Abstract

This paper presents a direct minimum-variance (MV) data-driven safe control design approach for uncertain linear discrete-time stochastic systems. The superiority of the direct MV approach is shown by developing and comparing direct versus indirect learning approaches and MV versus certainty-equivalence (CE) approaches. First, it is shown that probabilistic safety can be guaranteed by ensuring probabilistic λ-contractivity of the safe set. Four data-based convex optimization-based algorithms are introduced to ensure the probabilistic λ-contractivity of the safe set (i.e., direct and indirect CE, direct and indirect MV). It is shown that while the CE approach results in a risk-neutral control design method with no robustness guarantees, the MV approach results in a risk-averse control design with probabilistic safety guarantees.

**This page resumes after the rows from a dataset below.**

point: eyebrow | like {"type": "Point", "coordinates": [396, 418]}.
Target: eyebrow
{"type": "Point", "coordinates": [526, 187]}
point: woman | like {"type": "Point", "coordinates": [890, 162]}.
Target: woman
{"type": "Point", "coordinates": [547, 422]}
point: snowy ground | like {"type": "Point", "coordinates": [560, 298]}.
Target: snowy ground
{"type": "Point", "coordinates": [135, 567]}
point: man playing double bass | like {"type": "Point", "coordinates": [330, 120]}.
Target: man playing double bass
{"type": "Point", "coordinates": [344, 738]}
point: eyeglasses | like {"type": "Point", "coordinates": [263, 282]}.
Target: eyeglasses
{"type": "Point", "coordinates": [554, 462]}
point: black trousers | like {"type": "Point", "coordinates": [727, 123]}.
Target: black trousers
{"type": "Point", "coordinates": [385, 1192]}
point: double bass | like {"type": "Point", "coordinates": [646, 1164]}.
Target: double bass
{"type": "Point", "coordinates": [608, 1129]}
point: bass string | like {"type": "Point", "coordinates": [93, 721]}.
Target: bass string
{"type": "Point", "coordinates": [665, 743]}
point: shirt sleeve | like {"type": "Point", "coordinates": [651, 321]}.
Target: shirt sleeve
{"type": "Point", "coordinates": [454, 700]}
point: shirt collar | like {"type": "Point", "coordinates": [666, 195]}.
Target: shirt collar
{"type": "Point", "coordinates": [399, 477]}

This is because MV approach aims at learning a control gain that minimizes the variance of the state of the closed-loop system with respect to the safe set, and thus minimizes the risk of safety violation. Besides, it is shown that the direct learning approach requires weaker data richness conditions (i.e., lower sample complexity) than the indirect learning approach. Two simulation examples are provided to verify that the direct MV learning approach outperforms the other three approaches since it leads to low-complexity (i.e., low sample complexity and convex optimization) safe learning with a high probability of safety guarantees.